Transect along a climatic gradient in the Sechura Desert of Piura, NW Peru (corresponds to the terrestrial part of the El Niño region 1 + 2) – a region of extremely high climatic variability.
We visited 50 30 m × 30 m randomly sampled plots in 2011 and 2012. A Procrustes analysis of two non-metric multidimensional scaling (NMDS) ordinations provided information on the temporal change of species assemblages. Variation partitioning revealed the differences in explanatory power of the predictors. We employed a generalized additive model (GAM) to fit the scores of the first ordination axis with a floristic gradient map as a result.
Generally, higher rainfall resulted in a positive feedback when considering biodiversity, productivity and vegetation assemblages. The floristic gradient map resulting from the GAM displayed the spatial distribution of the three main assemblages along the climatic gradient. Edaphic variables added no independent portion to the explanation of the vegetation assemblages, but explained in conjunction with topography and NDVI a considerable amount of the variance.

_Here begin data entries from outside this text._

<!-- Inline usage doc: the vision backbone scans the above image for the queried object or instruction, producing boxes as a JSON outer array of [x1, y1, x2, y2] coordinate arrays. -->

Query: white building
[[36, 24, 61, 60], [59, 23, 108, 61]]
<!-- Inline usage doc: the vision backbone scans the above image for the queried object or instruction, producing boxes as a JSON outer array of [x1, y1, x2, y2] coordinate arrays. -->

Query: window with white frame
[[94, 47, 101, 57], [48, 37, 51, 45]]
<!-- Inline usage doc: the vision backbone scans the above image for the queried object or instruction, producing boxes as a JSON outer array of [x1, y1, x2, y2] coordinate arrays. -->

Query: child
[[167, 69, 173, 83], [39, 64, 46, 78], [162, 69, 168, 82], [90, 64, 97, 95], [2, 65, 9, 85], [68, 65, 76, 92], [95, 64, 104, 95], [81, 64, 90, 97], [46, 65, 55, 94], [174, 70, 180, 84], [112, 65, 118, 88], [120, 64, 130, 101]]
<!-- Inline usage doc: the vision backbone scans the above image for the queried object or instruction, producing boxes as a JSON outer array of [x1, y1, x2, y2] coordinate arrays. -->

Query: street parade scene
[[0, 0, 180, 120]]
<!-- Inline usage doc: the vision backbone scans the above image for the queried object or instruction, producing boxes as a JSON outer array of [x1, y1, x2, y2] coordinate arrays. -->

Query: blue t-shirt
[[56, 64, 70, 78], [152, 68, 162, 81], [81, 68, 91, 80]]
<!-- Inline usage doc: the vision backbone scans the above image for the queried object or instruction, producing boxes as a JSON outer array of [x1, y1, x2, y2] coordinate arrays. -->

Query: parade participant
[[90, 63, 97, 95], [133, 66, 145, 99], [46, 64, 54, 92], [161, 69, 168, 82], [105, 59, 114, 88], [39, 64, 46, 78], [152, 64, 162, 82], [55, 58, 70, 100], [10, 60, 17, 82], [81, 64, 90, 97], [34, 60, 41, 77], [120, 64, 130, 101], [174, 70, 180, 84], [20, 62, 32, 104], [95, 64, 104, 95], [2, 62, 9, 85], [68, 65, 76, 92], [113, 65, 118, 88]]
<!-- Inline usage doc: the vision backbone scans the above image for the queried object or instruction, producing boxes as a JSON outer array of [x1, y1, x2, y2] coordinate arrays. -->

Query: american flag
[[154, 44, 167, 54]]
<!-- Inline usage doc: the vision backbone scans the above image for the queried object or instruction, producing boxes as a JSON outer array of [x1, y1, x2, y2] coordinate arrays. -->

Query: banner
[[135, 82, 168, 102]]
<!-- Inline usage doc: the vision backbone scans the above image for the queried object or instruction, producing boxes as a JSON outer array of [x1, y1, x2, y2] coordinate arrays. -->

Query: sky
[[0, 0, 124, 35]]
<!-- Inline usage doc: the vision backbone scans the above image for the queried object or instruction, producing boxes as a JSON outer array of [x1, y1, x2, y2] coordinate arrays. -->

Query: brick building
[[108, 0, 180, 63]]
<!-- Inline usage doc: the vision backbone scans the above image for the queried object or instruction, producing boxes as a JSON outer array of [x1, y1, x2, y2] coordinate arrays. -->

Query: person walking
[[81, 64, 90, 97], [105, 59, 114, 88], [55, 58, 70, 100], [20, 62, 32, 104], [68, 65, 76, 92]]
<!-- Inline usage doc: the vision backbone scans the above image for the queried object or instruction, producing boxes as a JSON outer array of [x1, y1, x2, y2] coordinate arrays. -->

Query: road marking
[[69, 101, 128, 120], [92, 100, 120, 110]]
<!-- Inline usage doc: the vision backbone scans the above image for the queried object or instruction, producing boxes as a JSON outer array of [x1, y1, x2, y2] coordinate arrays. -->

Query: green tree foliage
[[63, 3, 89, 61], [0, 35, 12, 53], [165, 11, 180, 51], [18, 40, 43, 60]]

Strong Atlantic easterly winds crossing the Andes can boost plant growth even during a La Niña situation. This underscores the need for a deeper understanding of ENSO-related climate variability of ENSO. Combining vegetation maps with accurate predictions of such climatic anomalies would aid the effective execution of conservation and recovery strategies. Additionally, coupling an unconstrained ordination with a GAM appears to be a promising tool for vegetation mapping, especially in the presence of a non-linear gradient.